In 2011, over 120 scientists from eight countries discovered strong indications for the existence of an exotic dibaryon made up of six quarks. Now, experiments performed at Jülich's accelerator COSY have shown that uch complex particles do exist in nature. This discovery by the WASA-at-COSY collaboration goes beyond what had been done before. Physicists were only able to reliably verify two different classes of hadrons: volatile mesons comprising one quark and one antiquark and baryons consisting of three quarks.
Protons and neutrons, which make up atomic nuclei, are examples of the latter. In recent years, however, there has been growing evidence for the existence of additional types of hadrons, for example, hybrids, glueballs, and multiquarks. In 1964, the physicist Freeman Dyson was the first to predict such more complex states but reliable verification was difficult because almost no measurements could be reproduced.
Only recently, other research groups – independently of each other – found strong indications for short-lived, exotic particles comprising four quarks, so called "tetraquarks". The new bound state, which has now been verified at COSY, means that yet another class of exotic particles has been identified.
"The new resonance that we observed confirms that quarks really do exist in six-packs. This discovery could open the door to new physical phenomena," says group spokesman Prof. Heinz Clement from the University of Tübingen.
The structure that was first discovered in 2011 is extremely short-lived and could only be detected via its decay products. The transient intermediate state – technical term: resonance – exists for a mere hundred-sextillionth (10 to the power of -23) of a second before it decays. This time span is so short that, for example, light can travel just a distance equivalent to the diameter of a small atomic nucleus.
Whether all six quarks form a single compact entity or rather a "hadronic molecule" has yet to be clarified. The latter would be composed of several nuclear building blocks – for example of excited protons and neutrons bound to each other – yet much more strongly than inside an atomic nucleus.

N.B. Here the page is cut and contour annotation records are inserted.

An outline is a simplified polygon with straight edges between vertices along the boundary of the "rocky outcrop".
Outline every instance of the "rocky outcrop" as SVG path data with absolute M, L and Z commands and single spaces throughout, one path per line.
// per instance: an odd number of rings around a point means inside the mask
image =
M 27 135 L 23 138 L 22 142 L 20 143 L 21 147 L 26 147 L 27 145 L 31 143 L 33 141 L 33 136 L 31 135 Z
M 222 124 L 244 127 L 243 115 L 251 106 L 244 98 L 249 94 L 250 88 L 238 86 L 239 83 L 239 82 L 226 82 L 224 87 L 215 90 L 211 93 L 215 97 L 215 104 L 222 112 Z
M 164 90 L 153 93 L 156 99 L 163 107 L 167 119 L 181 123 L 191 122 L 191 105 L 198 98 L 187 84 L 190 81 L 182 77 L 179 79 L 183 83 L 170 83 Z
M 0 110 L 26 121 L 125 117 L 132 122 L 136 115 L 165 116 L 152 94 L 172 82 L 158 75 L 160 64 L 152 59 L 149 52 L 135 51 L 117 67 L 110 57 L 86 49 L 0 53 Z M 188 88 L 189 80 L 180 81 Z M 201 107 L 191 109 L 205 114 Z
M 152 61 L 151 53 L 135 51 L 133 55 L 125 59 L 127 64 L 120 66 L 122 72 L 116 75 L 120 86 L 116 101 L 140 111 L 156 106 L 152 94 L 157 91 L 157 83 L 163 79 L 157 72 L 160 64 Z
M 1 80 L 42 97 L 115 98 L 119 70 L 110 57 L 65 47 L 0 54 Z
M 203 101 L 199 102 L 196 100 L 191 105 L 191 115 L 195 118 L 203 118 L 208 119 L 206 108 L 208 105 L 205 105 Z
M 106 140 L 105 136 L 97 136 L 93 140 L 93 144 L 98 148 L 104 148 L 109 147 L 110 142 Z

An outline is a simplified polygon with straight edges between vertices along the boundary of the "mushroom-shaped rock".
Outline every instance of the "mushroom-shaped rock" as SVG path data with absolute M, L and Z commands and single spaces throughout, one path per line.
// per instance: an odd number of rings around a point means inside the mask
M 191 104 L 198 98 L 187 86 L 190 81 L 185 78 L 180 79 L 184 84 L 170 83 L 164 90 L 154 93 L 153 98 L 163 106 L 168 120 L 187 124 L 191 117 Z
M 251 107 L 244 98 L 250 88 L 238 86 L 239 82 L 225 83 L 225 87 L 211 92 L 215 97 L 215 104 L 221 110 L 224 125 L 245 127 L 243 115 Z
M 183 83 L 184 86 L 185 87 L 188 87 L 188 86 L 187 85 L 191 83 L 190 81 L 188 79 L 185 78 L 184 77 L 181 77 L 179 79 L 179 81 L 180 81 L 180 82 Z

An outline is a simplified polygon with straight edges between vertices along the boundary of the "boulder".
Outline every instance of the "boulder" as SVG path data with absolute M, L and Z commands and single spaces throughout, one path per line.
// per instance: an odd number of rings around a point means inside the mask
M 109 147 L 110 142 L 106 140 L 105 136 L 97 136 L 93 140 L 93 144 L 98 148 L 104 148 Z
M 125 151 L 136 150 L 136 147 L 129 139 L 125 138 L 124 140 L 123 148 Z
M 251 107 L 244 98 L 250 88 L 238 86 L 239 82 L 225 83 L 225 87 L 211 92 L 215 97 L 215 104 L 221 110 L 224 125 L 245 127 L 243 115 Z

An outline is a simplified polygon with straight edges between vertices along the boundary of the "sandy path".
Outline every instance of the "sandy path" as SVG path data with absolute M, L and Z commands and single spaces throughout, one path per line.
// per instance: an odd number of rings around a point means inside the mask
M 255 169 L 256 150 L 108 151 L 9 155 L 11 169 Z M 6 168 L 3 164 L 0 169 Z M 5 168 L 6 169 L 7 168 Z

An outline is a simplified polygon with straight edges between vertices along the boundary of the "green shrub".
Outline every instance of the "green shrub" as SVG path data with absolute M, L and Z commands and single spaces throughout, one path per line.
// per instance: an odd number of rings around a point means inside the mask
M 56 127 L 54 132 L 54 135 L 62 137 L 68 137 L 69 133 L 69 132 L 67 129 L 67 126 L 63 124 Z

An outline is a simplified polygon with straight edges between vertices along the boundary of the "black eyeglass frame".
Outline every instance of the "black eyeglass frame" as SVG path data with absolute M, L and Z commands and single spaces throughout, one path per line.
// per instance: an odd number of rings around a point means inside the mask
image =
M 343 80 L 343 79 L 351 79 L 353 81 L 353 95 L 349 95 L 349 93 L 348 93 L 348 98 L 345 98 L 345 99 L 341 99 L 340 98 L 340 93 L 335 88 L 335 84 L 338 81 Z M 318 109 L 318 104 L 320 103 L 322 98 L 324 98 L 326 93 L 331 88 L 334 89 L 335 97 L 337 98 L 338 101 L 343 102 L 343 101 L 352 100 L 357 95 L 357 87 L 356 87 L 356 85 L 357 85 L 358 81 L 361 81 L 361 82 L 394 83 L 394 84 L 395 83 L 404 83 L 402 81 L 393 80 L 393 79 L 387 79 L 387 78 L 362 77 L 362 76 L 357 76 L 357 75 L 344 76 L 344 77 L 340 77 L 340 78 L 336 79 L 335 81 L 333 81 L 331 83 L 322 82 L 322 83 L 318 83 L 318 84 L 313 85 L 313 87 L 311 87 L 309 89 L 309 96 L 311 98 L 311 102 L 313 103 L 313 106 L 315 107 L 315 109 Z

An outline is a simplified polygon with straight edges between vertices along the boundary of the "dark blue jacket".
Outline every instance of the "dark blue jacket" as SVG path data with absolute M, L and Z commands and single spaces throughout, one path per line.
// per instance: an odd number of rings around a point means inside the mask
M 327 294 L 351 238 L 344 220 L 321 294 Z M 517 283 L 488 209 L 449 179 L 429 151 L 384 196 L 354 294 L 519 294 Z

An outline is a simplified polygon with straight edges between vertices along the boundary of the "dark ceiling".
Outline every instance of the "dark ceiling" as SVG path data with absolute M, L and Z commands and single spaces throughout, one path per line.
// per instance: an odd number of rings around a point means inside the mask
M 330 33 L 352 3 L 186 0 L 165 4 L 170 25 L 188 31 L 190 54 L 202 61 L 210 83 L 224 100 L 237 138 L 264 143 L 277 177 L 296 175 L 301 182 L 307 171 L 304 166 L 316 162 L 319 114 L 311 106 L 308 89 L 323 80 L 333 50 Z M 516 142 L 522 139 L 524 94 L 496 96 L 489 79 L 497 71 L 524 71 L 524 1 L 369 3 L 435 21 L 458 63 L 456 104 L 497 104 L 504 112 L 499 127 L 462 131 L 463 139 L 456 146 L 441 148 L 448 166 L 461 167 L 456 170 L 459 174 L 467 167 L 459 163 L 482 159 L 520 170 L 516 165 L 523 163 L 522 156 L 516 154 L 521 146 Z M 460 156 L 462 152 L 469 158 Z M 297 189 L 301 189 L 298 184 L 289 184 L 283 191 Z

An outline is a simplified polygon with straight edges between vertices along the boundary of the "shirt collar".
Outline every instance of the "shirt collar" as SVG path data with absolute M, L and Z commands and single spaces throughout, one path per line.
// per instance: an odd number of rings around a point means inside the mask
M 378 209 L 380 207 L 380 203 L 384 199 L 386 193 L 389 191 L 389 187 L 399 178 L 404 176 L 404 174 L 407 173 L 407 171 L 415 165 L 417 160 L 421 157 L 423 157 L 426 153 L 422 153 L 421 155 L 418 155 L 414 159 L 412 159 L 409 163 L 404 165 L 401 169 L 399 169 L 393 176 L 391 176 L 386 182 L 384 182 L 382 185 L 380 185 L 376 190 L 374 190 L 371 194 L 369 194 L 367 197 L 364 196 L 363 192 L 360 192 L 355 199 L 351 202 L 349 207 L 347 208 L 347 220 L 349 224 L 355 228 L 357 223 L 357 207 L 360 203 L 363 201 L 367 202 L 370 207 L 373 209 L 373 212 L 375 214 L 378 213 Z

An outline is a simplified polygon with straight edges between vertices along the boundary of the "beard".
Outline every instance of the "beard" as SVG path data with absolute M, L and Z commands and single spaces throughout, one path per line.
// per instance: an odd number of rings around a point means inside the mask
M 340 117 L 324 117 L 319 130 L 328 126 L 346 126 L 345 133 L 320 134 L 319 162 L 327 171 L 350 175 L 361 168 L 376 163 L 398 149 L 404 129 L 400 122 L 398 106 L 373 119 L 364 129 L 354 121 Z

"The measurements that we performed at COSY in 2011 were already very precise. But because the experiments could not be repeated at any other accelerator worldwide, we had to come up with another experiment to verify the results," explains Prof. Hans Ströher, director at the Nuclear Physics Institute (IKP-2) in Jülich.
In order to gain further unequivocal evidence of the exotic resonance named d*(2380), the scientists scanned the relevant energy range in an elastic scattering experiment. They bombarded a proton target with polarized, heavy hydrogen nuclei known as deuterons. The exotic bound state formed during the collision influenced the angle with which the particles moved away from each other after the collision, thus allowing it to be identified .
"The findings are part of a bigger picture. If this particle exists, then theoretically a whole range of other exotic states can be expected," says director at Jülich's IKP-1 Prof. James Ritman. The nuclear physicist is in charge of Jülich's contribution to the PANDA detector at the international accelerator complex FAIR in Darmstadt, where such exotic structures will be explored in more detail.